A direct best AI chatbot 2026 comparison can help buyers map model families to workflows, but hallucination evaluation needs a second layer. Compare the model on the task it will actually perform, then measure whether retrieval, citations, abstention, and post-processing reduce the business-facing risk.

Source Or Benchmark	Representative 2026 Signal	Best Use In Procurement
Vectara HHEM leaderboard	Top visible rows range from 1.8% to single digits on grounded summarisation	Selecting summarisation models for supplied-document workflows
Stanford HAI AI Index 2026	22% to 94% hallucination range across 26 models on knowledge-belief testing	Explaining why model capability does not equal factual reliability
Artificial Analysis AA-Omniscience	6,000 questions across six domains with refusal not penalised	Testing whether a model knows when not to answer
Legal hallucination studies	General-purpose legal queries can show far higher hallucination rates than generic benchmarks	Setting human-review requirements for regulated workflows

What the Leading 2026 Benchmarks Actually Measure

A serious ai hallucination rate comparison 2026 has to separate three measurement layers. The first is factual consistency: did the output contradict or add unsupported claims to a provided source? The second is epistemic calibration: did the model know when to say it did not know? The third is downstream defensibility: can a human reviewer trace each claim to a source, system log, database row, contract clause, or code execution result?
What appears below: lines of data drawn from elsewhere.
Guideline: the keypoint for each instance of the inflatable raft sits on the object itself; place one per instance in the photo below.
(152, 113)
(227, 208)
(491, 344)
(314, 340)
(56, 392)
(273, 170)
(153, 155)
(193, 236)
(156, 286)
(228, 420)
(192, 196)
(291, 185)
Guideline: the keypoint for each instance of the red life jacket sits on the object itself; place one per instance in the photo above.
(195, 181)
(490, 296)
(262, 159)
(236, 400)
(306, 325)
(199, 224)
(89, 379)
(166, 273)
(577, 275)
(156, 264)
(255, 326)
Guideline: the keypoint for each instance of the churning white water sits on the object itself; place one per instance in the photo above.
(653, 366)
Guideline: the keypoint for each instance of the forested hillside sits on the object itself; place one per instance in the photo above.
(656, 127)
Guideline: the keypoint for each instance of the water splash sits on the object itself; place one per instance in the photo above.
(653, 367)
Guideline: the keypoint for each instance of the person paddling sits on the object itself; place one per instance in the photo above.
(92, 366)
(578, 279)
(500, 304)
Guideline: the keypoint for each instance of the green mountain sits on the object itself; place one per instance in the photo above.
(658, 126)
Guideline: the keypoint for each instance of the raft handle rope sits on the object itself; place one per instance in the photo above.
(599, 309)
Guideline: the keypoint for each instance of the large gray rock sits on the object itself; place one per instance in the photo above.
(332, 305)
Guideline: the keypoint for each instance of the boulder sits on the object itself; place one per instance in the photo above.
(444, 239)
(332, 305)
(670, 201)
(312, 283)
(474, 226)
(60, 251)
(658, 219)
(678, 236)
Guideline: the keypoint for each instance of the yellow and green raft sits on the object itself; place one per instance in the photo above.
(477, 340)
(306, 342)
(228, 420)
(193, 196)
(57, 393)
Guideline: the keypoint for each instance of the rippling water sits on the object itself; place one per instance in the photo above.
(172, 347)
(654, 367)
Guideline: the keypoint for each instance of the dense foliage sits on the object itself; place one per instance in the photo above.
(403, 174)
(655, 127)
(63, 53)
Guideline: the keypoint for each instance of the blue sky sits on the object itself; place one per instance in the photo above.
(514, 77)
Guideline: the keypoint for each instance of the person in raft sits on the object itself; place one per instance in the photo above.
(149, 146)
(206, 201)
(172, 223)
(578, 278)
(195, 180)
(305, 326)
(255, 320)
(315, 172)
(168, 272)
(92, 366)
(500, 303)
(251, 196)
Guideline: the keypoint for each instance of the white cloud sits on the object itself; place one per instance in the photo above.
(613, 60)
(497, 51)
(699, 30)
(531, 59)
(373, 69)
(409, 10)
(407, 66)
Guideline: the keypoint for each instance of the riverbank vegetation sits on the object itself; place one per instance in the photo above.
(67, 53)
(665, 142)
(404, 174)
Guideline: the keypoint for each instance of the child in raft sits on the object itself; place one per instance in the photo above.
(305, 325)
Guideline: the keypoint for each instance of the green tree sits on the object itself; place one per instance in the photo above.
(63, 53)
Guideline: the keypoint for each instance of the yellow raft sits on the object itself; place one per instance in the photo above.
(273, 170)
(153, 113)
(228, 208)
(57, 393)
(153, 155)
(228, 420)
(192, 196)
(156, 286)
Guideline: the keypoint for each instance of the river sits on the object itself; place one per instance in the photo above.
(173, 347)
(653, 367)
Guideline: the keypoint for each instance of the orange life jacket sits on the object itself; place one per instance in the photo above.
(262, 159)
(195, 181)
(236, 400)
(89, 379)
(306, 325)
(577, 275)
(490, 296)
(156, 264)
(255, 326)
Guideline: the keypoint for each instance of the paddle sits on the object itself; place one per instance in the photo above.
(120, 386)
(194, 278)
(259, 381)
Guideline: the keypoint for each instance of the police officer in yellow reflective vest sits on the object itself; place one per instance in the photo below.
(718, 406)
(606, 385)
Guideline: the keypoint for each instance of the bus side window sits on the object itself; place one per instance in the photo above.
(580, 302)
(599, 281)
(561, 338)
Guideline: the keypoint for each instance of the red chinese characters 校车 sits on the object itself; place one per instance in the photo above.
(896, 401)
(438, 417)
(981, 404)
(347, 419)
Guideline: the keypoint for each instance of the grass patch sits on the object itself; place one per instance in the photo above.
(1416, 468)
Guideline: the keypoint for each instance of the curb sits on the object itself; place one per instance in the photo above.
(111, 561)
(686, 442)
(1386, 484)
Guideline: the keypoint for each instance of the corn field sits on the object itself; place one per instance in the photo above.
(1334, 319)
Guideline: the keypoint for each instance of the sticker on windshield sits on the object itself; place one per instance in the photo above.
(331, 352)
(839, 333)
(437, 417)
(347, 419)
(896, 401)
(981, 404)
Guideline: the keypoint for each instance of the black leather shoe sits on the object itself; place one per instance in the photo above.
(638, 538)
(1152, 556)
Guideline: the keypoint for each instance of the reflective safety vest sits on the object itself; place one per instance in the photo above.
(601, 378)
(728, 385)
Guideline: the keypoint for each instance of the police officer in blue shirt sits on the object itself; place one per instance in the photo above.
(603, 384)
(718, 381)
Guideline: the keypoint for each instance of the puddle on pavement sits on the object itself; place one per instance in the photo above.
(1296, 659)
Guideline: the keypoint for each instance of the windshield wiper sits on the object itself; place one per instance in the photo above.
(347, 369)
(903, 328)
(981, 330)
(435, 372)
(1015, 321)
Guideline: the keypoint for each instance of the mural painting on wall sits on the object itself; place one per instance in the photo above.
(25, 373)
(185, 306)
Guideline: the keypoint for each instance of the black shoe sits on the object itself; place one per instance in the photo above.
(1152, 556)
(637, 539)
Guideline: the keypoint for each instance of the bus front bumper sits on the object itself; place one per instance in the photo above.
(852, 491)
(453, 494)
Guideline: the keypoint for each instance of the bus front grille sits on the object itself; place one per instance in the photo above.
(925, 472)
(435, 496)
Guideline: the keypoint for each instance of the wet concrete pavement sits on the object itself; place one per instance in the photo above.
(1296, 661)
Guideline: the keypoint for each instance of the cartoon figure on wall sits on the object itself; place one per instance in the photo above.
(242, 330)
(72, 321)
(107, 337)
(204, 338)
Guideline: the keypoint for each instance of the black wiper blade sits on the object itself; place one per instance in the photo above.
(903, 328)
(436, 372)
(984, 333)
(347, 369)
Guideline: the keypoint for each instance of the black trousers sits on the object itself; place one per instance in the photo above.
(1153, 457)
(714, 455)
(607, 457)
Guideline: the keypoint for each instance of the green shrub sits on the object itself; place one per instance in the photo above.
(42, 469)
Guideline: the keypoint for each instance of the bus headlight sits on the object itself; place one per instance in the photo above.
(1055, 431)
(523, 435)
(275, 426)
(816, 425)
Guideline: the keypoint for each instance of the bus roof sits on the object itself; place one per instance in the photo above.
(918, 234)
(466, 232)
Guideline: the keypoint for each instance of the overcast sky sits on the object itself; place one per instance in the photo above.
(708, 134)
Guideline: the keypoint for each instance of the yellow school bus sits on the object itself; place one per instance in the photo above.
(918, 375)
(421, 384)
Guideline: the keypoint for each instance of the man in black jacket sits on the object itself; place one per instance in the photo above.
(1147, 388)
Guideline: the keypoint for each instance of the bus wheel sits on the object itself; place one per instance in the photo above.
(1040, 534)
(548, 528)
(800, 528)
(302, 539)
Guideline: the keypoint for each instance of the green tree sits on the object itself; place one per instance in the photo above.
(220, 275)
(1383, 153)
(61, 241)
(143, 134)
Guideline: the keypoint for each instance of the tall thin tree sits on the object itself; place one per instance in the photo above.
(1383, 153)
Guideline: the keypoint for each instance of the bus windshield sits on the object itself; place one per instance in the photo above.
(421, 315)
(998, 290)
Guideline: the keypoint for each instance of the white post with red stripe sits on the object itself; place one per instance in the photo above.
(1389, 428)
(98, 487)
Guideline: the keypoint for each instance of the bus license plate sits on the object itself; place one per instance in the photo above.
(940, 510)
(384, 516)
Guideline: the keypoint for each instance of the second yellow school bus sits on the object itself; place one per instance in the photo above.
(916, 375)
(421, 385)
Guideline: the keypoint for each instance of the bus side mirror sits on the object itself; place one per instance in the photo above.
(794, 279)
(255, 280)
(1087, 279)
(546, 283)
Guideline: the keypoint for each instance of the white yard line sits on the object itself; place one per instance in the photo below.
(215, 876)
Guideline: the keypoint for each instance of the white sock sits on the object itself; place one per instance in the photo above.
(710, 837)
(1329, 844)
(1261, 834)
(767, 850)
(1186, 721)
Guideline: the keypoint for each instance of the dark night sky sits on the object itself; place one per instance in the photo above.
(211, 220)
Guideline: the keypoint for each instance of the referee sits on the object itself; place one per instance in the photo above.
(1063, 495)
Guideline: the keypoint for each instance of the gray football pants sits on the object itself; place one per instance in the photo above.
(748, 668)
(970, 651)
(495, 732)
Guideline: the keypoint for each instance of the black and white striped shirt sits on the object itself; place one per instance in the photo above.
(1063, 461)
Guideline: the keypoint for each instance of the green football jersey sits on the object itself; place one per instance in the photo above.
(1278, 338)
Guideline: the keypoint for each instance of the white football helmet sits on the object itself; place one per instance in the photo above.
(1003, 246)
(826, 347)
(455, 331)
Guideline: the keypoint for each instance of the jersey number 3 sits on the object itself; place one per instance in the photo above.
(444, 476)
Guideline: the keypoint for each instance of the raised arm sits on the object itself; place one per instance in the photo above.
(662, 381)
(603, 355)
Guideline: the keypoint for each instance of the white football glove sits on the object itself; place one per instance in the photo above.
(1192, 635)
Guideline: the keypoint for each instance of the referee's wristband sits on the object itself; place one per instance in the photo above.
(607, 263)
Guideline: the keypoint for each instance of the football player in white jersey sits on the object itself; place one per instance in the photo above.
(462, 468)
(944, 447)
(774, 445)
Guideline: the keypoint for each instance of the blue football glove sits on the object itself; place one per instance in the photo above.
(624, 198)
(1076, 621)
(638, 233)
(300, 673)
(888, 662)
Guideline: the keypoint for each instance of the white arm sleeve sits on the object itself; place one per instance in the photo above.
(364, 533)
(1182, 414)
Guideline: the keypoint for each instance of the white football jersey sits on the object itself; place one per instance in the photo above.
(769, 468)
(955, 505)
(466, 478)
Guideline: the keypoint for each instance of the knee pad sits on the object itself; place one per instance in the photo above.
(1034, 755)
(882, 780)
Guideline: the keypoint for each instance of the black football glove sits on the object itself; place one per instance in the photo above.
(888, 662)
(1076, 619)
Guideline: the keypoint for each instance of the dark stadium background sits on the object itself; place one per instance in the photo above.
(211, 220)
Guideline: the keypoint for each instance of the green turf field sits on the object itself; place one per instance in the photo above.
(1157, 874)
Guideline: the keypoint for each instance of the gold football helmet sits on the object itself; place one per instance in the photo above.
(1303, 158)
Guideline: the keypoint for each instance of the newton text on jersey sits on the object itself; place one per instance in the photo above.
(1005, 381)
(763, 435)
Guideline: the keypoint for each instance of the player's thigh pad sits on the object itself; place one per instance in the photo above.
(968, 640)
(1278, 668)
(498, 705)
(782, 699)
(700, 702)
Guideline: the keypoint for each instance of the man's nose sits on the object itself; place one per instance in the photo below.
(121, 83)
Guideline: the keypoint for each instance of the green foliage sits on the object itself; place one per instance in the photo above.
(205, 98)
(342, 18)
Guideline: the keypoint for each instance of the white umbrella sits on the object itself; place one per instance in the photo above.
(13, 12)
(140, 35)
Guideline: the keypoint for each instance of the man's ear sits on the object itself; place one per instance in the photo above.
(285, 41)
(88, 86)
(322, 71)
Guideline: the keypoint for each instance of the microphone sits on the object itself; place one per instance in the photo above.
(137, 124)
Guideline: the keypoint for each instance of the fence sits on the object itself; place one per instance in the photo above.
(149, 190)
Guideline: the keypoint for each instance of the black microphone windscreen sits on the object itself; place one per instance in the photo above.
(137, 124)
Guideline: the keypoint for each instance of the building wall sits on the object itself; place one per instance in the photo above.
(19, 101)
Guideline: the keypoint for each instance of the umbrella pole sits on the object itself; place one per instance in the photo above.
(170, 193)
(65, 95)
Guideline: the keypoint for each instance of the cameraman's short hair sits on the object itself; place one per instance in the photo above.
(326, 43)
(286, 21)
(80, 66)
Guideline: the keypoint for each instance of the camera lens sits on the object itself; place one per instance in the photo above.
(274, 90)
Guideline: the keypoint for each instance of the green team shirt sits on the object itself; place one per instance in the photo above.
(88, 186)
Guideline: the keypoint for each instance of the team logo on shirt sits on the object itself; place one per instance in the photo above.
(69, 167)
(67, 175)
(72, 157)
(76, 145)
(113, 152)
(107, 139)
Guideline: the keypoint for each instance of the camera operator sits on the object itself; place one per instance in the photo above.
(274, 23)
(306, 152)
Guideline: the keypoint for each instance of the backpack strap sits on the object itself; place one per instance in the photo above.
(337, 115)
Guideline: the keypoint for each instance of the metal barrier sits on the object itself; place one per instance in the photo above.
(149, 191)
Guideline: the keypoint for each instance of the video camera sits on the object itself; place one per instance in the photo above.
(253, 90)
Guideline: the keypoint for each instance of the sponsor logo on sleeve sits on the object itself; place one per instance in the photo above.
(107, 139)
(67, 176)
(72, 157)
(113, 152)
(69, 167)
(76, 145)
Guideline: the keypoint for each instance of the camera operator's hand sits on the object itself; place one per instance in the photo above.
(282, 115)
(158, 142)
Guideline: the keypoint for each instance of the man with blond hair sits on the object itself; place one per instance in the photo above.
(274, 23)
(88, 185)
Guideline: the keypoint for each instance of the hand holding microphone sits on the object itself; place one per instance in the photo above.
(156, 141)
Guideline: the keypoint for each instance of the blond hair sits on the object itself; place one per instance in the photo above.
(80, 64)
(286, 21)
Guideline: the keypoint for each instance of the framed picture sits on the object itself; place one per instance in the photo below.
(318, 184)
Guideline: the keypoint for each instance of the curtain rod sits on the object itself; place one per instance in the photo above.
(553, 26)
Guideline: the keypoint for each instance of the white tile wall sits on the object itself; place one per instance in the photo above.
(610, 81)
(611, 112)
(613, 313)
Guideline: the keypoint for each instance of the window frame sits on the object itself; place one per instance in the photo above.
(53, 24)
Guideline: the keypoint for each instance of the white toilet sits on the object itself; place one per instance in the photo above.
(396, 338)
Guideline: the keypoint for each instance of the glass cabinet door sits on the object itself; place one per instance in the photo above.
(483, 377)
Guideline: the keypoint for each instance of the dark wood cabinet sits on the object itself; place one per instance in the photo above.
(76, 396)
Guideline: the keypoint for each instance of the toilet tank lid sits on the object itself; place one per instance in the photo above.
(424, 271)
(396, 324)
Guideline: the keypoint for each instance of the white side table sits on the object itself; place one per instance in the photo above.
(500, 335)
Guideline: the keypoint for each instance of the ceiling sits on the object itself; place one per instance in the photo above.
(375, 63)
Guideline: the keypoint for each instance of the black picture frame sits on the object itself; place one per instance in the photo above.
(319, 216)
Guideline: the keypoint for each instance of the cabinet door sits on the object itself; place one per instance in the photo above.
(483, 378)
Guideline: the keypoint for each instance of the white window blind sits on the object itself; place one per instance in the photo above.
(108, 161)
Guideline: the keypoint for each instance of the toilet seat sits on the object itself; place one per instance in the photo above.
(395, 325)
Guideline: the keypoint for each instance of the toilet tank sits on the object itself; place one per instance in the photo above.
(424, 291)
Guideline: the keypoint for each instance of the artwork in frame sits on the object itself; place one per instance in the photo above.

Vectara’s public GitHub repository describes HHEM as evaluating how often an LLM introduces hallucinations when summarising a document. That matters because grounded summarisation is one of the easiest ways to reduce fabrication. The model is not being asked to reconstruct the world; it is being asked to stay faithful to a given input. The lowest numbers on that leaderboard therefore prove that constrained workflows can be reliable, not that general factual recall is solved.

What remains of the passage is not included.